(The Hill) — Nikki Haley’s presidential campaign is sharpening its attacks on her Republican rivals, arguing that former President Trump is “consumed by the grievances of the past” and that Florida Gov. Ron DeSantis (R) isn’t “ready for prime time,” according to a campaign memo to donors obtained by The Hill.
The memo from Betsy Ankney, Haley’s campaign manager, casts Haley as above the political fray in the nascent GOP presidential primary, recapping her more than $11 million fundraising haul in the first quarter and early efforts in critical primary and caucus states like New Hampshire and Iowa.
In contrast, Haley’s campaign argues, Trump is campaigning on “the promise of more drama in the future, rather than a forward-looking vision for the American people,” noting that while the former president was facing arraignment last week in a New York courtroom, Haley “was on the U.S.-Mexico border offering her plan for stopping illegal immigration.”
“Donald Trump had a pretty good Q1, if you count being indicted as ‘good,’” according to the memo, which was first reported by Axios.
Haley’s campaign also takes aim at DeSantis, who’s widely expected to launch a White House bid later this spring, needling him for making “one misstep after another,” including describing Russia’s invasion of Ukraine as a “territorial dispute.”

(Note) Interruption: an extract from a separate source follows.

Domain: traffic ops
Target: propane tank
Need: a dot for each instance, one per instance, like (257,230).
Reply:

When it comes to other would-be presidential hopefuls, the Haley campaign’s memo was dismissive: “Wait, what others?”
“None have taken the plunge,” it says. “That’s of course their decision, but they certainly did nothing to help themselves in the first part of the year. By contrast, Nikki is a decisive person. When she puts her mind to something, she’s IN IT, devoting all her energy to it night and day, week-in and week-out.”
Haley became the first Republican to challenge Trump for the 2024 presidential nomination when she announced her campaign in February. Since then, only two other candidates have jumped into the race: entrepreneur Vivek Ramaswamy, a relative unknown on the national political stage, and former Arkansas Gov. Asa Hutchinson.
Despite jumping into the contest early, polling shows Haley struggling to break out of the single digits. Trump, meanwhile, maintains a staggering lead over just about every other candidate, declared or potential, while DeSantis is running in second place in most surveys.
Haley’s campaign dismissed the surveys, writing in the memo that “polls at this point are meaningless. The only thing certain about polls is that a year from now they will look different than today.”
Yet the memo also hints at a new effort by Haley’s team to hone its messaging at a volatile moment in the emerging GOP primary, especially after Trump’s indictment late last month in an alleged hush money scheme.